📝 AITH for being upset my ex is with the girl I was told I “had nothing to worry about” following our breakup.

By ThrownAwayCrazed17 • Score: 4 • April 17, 2025 9:48 PM


For context, I feel like I’m being toxic and need advice on how to not be. My ex and I split up after a slow burn of more or less coexisting for a year instead of doing anything. She struggles with substance abuse issues and so did I. I got myself together, have been in therapy, got diagnosed with some stuff and have fought like hell to stay clean. My ex partner on the other hand, is still the type to just spend all their time not at work wasting away with weed video games and alcohol. I got her set up with a therapist who she saw once and never saw again. I tried helping her see a primary doctor and although she said she’d do it (I even offered to go with her so it’s less scary) she never actuually took action. For a long time I felt second to her addiction and her friends online. There was one girl in particular that was hyper flirty and sexual with us and it made me insecure. We talked it out and I was told she “meant nothing” and that there was “no interest”. So after a few weeks from when I broke up with her as I couldn’t keep living that way and felt myself withdrawing she went straight to this other girl. The breakup was amicable, we agreed to stay friends and I feel like we still can. However, I was vulnerable and told her that I missed talking to her regularly and that even though I felt like things weren’t that good romantically I still cared much for her. I was told she had been too busy and had too much going on to make time to talk and figure things out. We’re in a mutual discord server and I saw the two of them like together and I guarantee it was the same of what it always is. Substances and video games with online friends.

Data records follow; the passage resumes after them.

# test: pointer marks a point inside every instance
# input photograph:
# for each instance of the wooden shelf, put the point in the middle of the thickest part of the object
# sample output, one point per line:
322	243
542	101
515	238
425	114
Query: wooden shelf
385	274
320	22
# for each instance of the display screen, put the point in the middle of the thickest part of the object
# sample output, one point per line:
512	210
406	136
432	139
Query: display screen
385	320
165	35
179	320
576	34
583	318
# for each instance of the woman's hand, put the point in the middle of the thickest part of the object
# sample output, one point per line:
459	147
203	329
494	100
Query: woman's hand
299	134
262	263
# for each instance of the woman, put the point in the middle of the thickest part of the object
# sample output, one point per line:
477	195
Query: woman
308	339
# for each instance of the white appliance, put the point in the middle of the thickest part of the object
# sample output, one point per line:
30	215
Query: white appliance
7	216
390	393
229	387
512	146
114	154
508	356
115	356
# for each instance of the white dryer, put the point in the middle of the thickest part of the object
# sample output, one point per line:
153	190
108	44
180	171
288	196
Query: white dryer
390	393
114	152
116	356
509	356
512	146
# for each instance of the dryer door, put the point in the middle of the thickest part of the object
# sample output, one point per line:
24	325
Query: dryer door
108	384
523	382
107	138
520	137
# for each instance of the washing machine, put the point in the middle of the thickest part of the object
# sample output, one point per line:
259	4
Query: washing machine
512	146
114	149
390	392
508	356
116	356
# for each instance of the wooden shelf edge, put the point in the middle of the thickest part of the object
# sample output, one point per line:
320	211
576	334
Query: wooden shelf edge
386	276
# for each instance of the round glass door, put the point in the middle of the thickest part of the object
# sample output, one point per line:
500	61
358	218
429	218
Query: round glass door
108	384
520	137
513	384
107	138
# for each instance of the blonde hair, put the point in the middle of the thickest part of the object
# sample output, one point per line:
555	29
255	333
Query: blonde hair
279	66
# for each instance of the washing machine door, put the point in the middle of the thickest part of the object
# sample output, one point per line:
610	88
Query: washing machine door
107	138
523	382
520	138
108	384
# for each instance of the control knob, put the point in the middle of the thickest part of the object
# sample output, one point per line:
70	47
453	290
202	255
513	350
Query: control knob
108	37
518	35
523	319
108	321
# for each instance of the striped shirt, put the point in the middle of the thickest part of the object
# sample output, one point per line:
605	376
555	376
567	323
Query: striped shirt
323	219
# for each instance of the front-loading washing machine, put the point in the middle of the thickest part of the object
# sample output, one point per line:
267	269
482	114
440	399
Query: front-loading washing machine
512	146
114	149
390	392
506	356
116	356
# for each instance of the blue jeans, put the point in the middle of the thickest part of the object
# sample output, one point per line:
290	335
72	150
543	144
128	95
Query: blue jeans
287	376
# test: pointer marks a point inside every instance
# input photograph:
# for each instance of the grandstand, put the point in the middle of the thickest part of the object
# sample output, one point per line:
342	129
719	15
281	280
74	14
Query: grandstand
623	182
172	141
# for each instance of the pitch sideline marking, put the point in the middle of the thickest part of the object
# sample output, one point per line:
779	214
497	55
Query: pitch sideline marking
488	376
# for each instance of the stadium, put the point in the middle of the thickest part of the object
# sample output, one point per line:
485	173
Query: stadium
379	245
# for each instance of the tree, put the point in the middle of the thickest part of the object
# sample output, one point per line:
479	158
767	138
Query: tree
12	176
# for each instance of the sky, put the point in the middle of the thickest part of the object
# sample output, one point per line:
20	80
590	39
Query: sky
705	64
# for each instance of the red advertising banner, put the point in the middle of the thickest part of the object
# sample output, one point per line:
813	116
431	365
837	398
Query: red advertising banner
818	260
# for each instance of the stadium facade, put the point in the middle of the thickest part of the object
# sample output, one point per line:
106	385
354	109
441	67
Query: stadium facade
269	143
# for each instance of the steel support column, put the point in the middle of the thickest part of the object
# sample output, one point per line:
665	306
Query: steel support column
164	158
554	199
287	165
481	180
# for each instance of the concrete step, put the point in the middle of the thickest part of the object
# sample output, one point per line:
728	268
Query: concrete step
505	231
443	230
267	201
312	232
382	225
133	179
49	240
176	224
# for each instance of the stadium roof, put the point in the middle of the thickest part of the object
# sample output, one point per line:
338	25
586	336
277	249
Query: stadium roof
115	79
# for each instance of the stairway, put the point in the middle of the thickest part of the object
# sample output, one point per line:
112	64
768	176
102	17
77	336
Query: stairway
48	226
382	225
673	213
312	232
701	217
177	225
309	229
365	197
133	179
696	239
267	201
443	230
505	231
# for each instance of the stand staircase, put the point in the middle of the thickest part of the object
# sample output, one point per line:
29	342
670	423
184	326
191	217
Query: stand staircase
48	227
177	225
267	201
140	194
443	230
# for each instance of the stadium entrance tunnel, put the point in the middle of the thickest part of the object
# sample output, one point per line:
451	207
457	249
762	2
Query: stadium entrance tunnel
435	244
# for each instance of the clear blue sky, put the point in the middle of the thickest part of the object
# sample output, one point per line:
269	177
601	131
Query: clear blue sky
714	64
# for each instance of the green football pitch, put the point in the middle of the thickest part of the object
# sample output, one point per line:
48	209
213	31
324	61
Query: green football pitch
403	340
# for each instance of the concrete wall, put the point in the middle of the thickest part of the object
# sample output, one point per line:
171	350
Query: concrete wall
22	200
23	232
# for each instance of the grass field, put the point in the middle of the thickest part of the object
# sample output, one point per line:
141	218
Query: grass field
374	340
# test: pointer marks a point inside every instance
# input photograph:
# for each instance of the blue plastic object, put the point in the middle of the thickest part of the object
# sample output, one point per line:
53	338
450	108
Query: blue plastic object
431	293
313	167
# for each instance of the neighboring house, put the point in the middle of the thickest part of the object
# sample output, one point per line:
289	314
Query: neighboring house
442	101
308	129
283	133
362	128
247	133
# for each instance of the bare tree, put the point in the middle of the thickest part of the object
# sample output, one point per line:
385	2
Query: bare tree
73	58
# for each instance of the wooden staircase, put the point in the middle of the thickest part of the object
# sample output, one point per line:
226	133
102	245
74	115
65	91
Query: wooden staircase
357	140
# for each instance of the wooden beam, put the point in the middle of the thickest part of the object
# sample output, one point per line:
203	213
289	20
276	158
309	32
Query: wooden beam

So I crashed out, left it, wiped my phone of any friendships that are like “fake” or feel toxic or whatever. Im trying to grow, be less codependent and I’m trying to mature a little.

I’m bipolar, I’ve been working on my meds but I’m in a state where I’m regularly destabilized. I go to therapy once a week, stay on my prescribed meds and don’t do recreational drugs (mostly weed) anymore.

I’m trying to be a better person, and feeling angry that someone who has every right to move on is doing so makes me feel like a bitch. How do I navigate this? How do I get thoughts about my ex being “a fucking liar” out of my head.